[TAG] Work In Progress
Jimmy O'Regan
jimregan at o2.ie
Thu Nov 10 00:03:41 MSK 2005
Mike Orr wrote:
> On 11/9/05, Jimmy O'Regan <jimregan at o2.ie> wrote:
>
>>Mike Orr wrote:
>>
>>>But still, I hope UFC wipes WWE off the screen.
>>
>>I doubt it, from what little I've seen of UFC. WWE is... a soap opera
>>with fighting (uh... better fights :), UFC just looks like a bar brawl.
>
>
> It can look like a brawl if you don't understand what they guys are
> doing, but it's quite organized. It (pankration) is a combination of
> wrestling and kickboxing. One guy puts the other guy in standard
> submission holds until he taps out (symbolically gives up). The
Well, any time I saw it the rounds ended after one put another in a
submission hold and punched 'til the referee sent him back to his corner.
Aside from that, it's not going to replace WWE any time soon. WWE may be
fake, but it's more interesting to watch, if only for the acrobatics.

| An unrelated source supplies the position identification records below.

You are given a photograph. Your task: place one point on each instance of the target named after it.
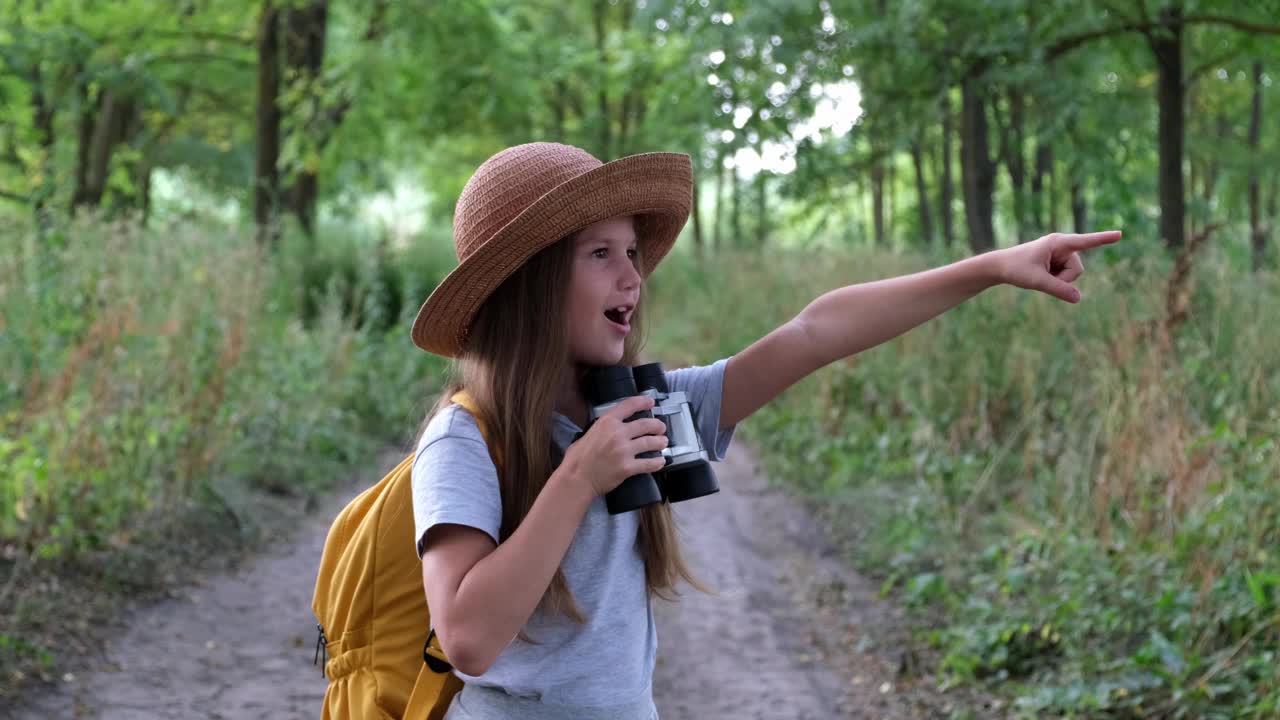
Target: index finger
(631, 405)
(1084, 241)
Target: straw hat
(529, 196)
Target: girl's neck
(570, 400)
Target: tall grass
(1087, 493)
(147, 377)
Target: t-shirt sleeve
(455, 481)
(704, 384)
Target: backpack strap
(435, 677)
(469, 404)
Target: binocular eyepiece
(688, 473)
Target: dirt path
(792, 633)
(787, 637)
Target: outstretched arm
(850, 319)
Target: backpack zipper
(321, 643)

> In the early 1900s, the Gracie family in Brazil learned jiu-jitsu from
> a Japanese master. They combined it with streetfighting techniques
> and created the sport of Brazilian jiu-jitsu. In the 1990s they set
> up schools in the US, knowing it would be a big hit because there was
> nothing like it here. UFC was started around the same time although
> I'm not sure exactly how. Early UFC was all about "Which style is
> best?", matching opponents from different martial arts backgrounds
IIRC, there are two Gracie school ATM (family fued).

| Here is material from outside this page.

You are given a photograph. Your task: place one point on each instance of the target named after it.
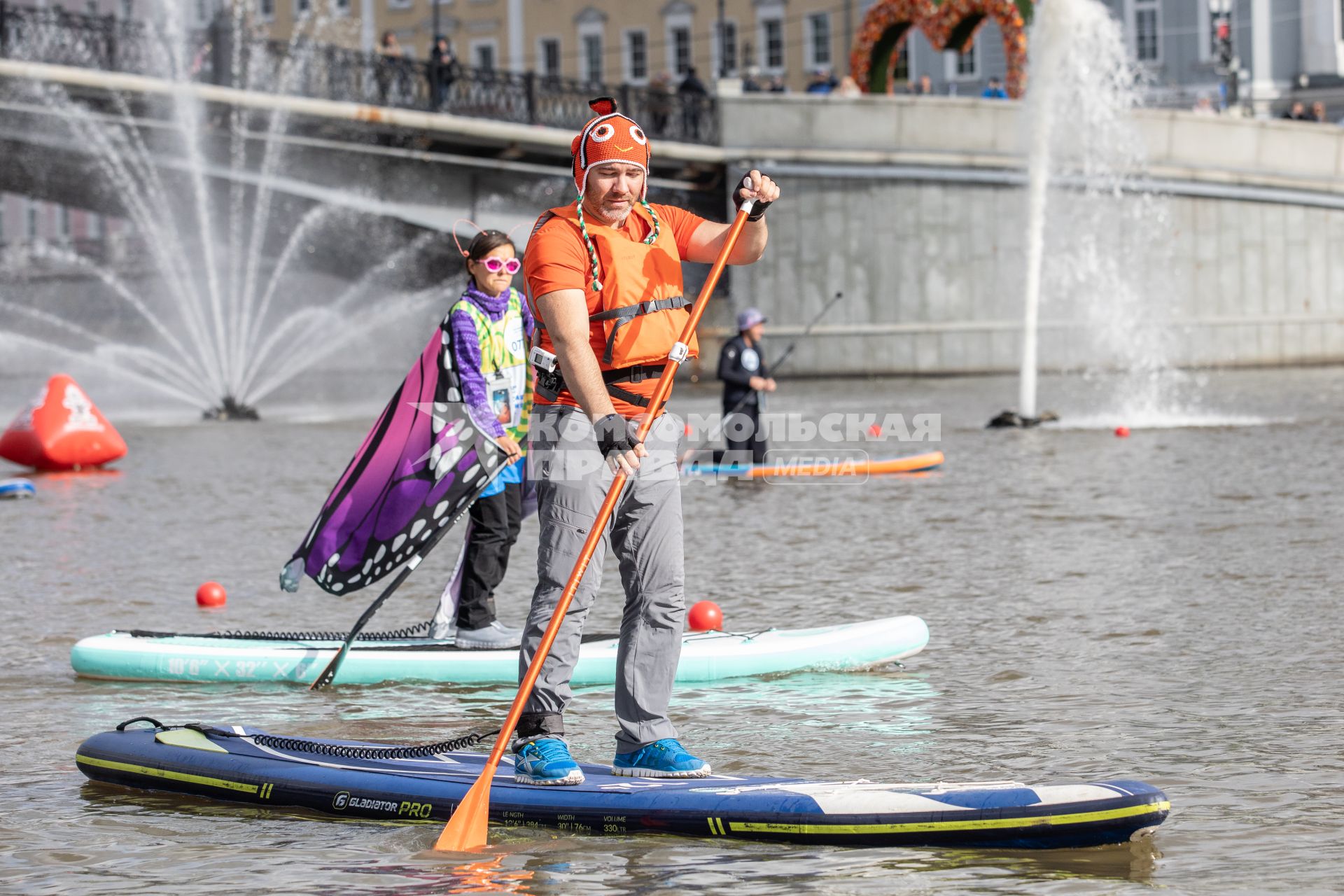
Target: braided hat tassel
(588, 242)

"Real" Jiu jitsu practitioners tend to look down on Gracie Jiu jitsu,
because it has all the vicious stuff removed.
>
> Pankration was the main sport in the ancient Olympics. There's a
> modified version in the modern Olympics (no stand-up hitting?), but
I should hope so. Pankration was originally a fight to the death, no?
> Wrestling is disappearing in American colleges due to Title IX, a law
> that under some interpretations requires an equal number of slots for
> men and women in sports. So the colleges drop wrestling to avoid
> getting sued. (There are few women wrestlers, though there are more
> women pankrationists than you might expect.) Wrestling remains big in
> the midwest colleges and Oklahoma because there are so many
> multigenerational wrestling families and it's a moneymaking sport, but
> it never caught on much in the northwest where football subsidizes all
> the other sports. But as it disappears from the colleges it's been
> popping up in the martial arts schools, as people want to cross train.
> So that could be its dominant place in twenty years.
Wrestling is pretty big in Poland, as I found out one night. Long story
short, growing up with brothers close to your own age beats
(rules-abiding) wrestling.
>
>>As for visualisation, well... you've seen kata and shadow boxing, right?
>
>
> Not with visualization, no.
OK, fair enough -- kata has become "tradition"[1], so the point is
probably lost on most teachers, but with both kata and shadow boxing,
you're fighting an imaginary opponent: visualisation.
[1] A British karate practitioner, who has also studied several other
martial arts, wrote a book explaining how many of the "decorative" moves
from the Shotokan kata are actually throws and grapples. The excerpt I
read made a lot of sense, but the traditionalists are deeply in denial.